Back in London, she’s become an LFW favourite. “It’s an added value to them that I keep going back to London and that I don’t just do the regular shows in Milan, Paris and New York,” she explains. During her wonder week in London, she picked out picture-perfect pieces from a host of upcoming designers including Heidi Klein, Fisco, Liberty of London, Lotus, Prairie New York, Cory Lynn and Zufi Alexander, as well as vintage pieces from India. “The whole idea is to introduce newer and smaller designers to Cairo; the funky stuff which few in Egypt stock,” says Shahin. “People are beginning to understand that it’s not about the logo; it’s about the cut and the fabric. We all go to the same places all the time and we want to look different and special. The pieces I stock allow my clients to do that and mix and match to create a unique look.”

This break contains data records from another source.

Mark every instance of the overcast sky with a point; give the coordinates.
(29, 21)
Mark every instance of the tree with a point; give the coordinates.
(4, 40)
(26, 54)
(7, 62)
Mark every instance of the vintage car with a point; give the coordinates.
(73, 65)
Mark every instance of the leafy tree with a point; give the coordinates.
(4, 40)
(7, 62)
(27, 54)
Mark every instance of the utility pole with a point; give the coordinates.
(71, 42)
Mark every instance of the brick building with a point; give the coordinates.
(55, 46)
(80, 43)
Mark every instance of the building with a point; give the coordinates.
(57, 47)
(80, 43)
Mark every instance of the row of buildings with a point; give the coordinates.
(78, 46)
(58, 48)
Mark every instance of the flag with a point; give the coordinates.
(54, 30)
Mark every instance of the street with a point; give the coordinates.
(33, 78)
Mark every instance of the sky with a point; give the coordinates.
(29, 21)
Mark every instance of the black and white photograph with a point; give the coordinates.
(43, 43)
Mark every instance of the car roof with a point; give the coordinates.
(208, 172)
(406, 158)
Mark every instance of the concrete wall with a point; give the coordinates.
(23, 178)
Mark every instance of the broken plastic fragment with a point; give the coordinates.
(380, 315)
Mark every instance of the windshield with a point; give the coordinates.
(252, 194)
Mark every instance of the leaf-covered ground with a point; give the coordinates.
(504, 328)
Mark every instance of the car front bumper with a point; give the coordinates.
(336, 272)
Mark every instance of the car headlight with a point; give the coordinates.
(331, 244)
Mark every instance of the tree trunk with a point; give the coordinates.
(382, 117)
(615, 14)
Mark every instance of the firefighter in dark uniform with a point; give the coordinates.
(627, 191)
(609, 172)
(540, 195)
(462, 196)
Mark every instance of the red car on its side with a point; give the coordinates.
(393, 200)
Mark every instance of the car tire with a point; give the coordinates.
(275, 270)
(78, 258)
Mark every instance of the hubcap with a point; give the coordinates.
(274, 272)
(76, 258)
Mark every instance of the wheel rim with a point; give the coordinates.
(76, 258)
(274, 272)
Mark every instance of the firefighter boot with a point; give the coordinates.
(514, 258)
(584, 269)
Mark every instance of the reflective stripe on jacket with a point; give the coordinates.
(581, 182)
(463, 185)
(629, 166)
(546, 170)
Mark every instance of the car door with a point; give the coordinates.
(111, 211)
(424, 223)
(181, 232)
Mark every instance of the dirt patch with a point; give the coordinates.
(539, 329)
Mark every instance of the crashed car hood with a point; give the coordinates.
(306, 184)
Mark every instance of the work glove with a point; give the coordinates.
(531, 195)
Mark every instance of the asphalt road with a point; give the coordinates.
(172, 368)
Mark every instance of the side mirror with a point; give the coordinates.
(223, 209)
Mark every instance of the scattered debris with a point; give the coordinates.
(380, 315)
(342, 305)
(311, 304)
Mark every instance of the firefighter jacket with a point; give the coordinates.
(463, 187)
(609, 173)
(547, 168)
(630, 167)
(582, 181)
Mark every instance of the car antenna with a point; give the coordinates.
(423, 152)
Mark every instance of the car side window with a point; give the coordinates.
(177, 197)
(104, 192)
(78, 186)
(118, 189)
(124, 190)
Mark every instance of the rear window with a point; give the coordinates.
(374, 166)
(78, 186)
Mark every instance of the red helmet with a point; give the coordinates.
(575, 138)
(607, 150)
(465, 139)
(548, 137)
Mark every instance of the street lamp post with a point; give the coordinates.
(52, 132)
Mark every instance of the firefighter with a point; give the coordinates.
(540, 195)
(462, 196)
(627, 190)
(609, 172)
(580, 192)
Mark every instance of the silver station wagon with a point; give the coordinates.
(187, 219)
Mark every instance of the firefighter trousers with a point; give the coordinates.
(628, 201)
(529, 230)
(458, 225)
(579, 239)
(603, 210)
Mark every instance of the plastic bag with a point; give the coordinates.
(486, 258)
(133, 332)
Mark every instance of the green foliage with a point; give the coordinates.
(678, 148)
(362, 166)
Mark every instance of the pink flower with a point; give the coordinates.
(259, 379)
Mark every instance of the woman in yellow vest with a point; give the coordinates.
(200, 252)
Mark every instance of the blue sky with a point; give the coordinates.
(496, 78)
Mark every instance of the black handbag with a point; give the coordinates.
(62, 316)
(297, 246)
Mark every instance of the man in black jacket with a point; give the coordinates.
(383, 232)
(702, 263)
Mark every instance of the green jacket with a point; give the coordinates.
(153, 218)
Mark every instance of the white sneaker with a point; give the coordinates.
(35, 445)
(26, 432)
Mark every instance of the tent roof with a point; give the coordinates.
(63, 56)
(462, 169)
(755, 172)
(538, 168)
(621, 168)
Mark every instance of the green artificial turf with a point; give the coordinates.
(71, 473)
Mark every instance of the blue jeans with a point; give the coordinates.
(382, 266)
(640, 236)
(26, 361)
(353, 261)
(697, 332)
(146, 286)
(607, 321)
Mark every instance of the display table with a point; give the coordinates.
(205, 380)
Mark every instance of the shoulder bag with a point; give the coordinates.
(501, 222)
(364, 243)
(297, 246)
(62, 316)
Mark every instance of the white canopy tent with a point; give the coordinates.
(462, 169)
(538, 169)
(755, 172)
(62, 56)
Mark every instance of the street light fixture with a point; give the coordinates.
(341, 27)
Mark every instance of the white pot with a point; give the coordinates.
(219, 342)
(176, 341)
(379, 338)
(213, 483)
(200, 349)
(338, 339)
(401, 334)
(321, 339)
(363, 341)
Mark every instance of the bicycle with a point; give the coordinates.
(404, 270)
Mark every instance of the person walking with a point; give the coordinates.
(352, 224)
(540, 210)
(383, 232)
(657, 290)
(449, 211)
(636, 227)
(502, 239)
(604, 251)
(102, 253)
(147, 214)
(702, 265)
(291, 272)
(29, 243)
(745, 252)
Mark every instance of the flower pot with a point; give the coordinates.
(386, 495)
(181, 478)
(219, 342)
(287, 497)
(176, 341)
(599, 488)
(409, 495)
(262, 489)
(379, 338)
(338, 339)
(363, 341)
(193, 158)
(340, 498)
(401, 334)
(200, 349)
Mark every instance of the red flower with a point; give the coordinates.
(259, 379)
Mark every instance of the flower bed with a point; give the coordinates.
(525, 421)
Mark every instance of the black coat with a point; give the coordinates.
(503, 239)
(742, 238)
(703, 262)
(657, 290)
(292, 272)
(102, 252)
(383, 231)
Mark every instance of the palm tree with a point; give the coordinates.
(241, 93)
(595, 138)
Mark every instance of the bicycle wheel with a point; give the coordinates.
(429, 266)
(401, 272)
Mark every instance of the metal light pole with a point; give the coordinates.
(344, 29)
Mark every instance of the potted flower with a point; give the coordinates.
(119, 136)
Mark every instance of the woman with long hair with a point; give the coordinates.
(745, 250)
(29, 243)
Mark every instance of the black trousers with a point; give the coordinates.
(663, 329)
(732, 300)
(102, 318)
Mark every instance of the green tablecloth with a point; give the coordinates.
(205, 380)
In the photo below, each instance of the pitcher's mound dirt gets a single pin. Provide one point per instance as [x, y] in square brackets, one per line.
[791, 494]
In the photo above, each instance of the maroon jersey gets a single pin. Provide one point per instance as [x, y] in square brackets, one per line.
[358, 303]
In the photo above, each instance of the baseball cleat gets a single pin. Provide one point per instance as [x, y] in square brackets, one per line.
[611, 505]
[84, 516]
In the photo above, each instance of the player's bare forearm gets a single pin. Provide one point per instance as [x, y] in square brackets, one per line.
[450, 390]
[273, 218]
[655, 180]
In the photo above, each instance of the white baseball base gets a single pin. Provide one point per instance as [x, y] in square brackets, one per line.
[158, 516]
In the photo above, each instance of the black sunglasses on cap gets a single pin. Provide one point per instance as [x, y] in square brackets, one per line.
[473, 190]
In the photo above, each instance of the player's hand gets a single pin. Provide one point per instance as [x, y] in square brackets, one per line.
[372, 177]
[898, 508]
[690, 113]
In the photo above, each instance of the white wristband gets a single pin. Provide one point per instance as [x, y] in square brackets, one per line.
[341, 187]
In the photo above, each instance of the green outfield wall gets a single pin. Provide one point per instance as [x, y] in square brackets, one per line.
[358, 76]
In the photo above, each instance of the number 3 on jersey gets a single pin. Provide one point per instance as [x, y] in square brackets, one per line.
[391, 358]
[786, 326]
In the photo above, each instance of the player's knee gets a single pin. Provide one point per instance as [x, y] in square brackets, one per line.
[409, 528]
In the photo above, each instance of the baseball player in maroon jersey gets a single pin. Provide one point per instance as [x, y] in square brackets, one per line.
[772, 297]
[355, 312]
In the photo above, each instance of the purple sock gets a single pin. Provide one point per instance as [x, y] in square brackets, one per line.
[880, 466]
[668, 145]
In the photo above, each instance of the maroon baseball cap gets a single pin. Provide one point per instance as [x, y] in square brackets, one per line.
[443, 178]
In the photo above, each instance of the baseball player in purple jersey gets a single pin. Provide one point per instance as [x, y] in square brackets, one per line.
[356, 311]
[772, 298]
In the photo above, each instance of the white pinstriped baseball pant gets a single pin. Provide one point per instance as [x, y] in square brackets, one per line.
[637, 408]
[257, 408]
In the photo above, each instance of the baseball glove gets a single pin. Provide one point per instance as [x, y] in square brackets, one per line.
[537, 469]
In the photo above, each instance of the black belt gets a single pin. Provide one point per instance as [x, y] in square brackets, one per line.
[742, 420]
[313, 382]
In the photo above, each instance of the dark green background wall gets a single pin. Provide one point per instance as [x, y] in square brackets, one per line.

Shahin buys for her clients the way that she shops for herself, with an eye for the unique and unusual. “It’s not just about personal taste though,” she adds. “You’ve got to have an appreciation for a lot of different styles and sensibilities and understand what your clients will go for.” She’ll have particular women in mind when she’s at the shows or out on her professional shopping trips; picking pieces she has a hunch they’ll fall in love with. “You’ve got to have a great eye and you’ve got to be quick,” she says. “You have to imagine how a piece will be worn and what sized woman it would look good on. You also need to have a keen understanding of women’s bodies and what suits them.”

 

The future is set to be even more fabulous for this top-notch buyer. She’s opening a new store in 2009 with a cool new concept and hot, new location; the details of which she’d like to keep under wraps for now. And her entrepreneur husband, Mourad Sami of Sangria and Abu El Sid fame is putting the full force of his support behind her, egging her on to develop HIP into a global franchise. “He’s always pushing me,” she says. “Whenever I’m pondering on a new idea, he’s the one who pushes me to execute and do it big! But as a mother of three, it’s getting harder and harder to juggle everything.” Which is why, when it comes to her long-haul buying trips, she’s in and out quicker that you can say “That looks fabulous darling!” in order to spend as much time as possible at home. “I’ve learned to be very quick when it comes to my choices because I refuse to sacrifice time with my kids,” she says. “I manage my schedule very carefully because that’s the only way I’ll be happy and continue to love my job. Plus I always make sure afternoons are dedicated entirely to my family. It’s only my social life that suffers when there’s pressure from work!” In fact, Shahin turned up at September’s London Fashion Week two days late in order to celebrate her twins’ birthday. Yet it certainly doesn’t look like she’s about to put her Manolo-clad feet up anytime soon. As she says, “The more I buy, the more I love buying. That is the best part of my job.”